The name isn't quite exact; in fact, it buries the lede. Yes, this is a way to ensure your iPhone doesn't just end up in a trash can, but let's be honest -- that was never going to happen in the first place. What this is is a chance for Apple to recycle revenue. It'll encourage existing iPhone owners to return to an Apple Store, take far less than their iPhone is worth, and then apply that credit directly to another on-contract iPhone. Plus, they'll be in a prime spot to spring for an accessory or two, try out a Mac, etc.
It's a brilliant plan by Apple, but it won't be easy. Imagine the rush of people who flock to Apple Stores after the iPhone 5S
is revealed: how will there even be enough staff to keep things humming? Will complaints crop up? It'll be a challenge for Apple to maintain its pristine retail image when it looks like the inside of a Walmart during Black Friday.
Outside of that, there's the backend stuff. For starters, Apple isn't handling any of the reselling; it has contracted with a company called Brightstar, which will be responsible for finding new homes for the traded-in iPhones. Next, even the latest and greatest iPhone, in perfect condition, will only net you $280 towards the purchase of another, and at least in the U.S., you have to use that credit before you even leave the store on another on-contract phone. You can't put it towards a Mac, for instance. Furthermore, you can't trade anything other than an iPhone; forget about bringing your old Galaxy S in. That's a major gaffe in our opinion, as this would have been a great chance to convert Android, Windows Phone and BlackBerry users -- instead, it's just recycling its existing users.
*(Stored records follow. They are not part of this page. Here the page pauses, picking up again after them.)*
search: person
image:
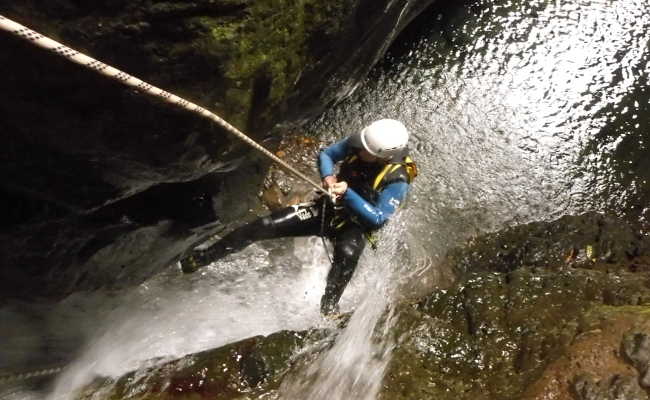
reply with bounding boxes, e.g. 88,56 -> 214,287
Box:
181,119 -> 417,316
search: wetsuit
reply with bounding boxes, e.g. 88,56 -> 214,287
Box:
181,138 -> 409,314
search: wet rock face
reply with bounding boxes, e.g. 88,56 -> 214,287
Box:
77,331 -> 322,400
382,214 -> 650,400
449,213 -> 650,274
0,0 -> 432,295
64,212 -> 650,400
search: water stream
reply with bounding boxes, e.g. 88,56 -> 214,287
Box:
0,0 -> 650,400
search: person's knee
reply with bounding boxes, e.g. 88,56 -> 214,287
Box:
337,241 -> 363,262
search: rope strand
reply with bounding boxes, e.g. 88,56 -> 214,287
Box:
0,15 -> 327,194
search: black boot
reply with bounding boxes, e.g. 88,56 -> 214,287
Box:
181,250 -> 211,274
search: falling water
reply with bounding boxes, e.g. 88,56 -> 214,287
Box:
0,0 -> 650,400
280,214 -> 409,400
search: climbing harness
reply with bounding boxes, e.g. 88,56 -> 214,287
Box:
0,15 -> 328,194
0,367 -> 63,385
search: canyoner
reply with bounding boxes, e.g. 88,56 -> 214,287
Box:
0,15 -> 417,315
180,119 -> 417,316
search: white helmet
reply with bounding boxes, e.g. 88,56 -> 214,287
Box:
352,119 -> 409,159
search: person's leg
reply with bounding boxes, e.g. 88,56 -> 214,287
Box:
320,222 -> 366,315
181,203 -> 320,273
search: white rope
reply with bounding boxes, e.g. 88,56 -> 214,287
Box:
0,15 -> 327,194
0,367 -> 63,384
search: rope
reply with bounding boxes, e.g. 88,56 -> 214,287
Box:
320,197 -> 334,267
0,15 -> 327,194
0,367 -> 63,385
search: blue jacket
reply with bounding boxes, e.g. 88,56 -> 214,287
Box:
318,138 -> 409,229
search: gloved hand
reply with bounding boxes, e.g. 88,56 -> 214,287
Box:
323,175 -> 337,190
332,181 -> 348,197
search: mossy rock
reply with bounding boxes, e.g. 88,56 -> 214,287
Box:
381,268 -> 650,400
77,330 -> 323,400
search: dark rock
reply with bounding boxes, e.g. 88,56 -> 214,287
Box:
381,268 -> 650,400
573,375 -> 648,400
77,331 -> 330,400
448,213 -> 650,275
0,0 -> 432,297
621,332 -> 650,388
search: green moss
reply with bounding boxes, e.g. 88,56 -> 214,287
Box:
189,0 -> 346,128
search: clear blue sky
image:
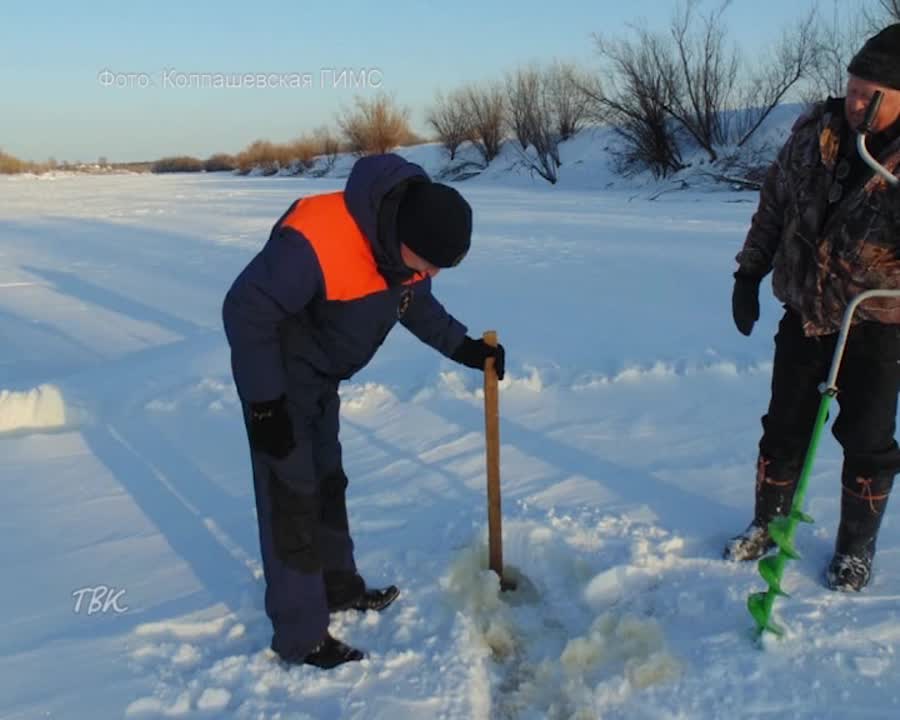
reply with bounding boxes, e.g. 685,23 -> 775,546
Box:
0,0 -> 864,161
Worst of all, the phone that you use the credit to buy has to be attached to a carrier, so forget about using it towards an unlocked device. All told, it's a fairly awful deal for customers. There are much easier ways (Gazelle and Nextworth) to get a lump sum for your phone that you can use towards anything, and those willing to sell it themselves will fetch as much as 2x on eBay and elsewhere.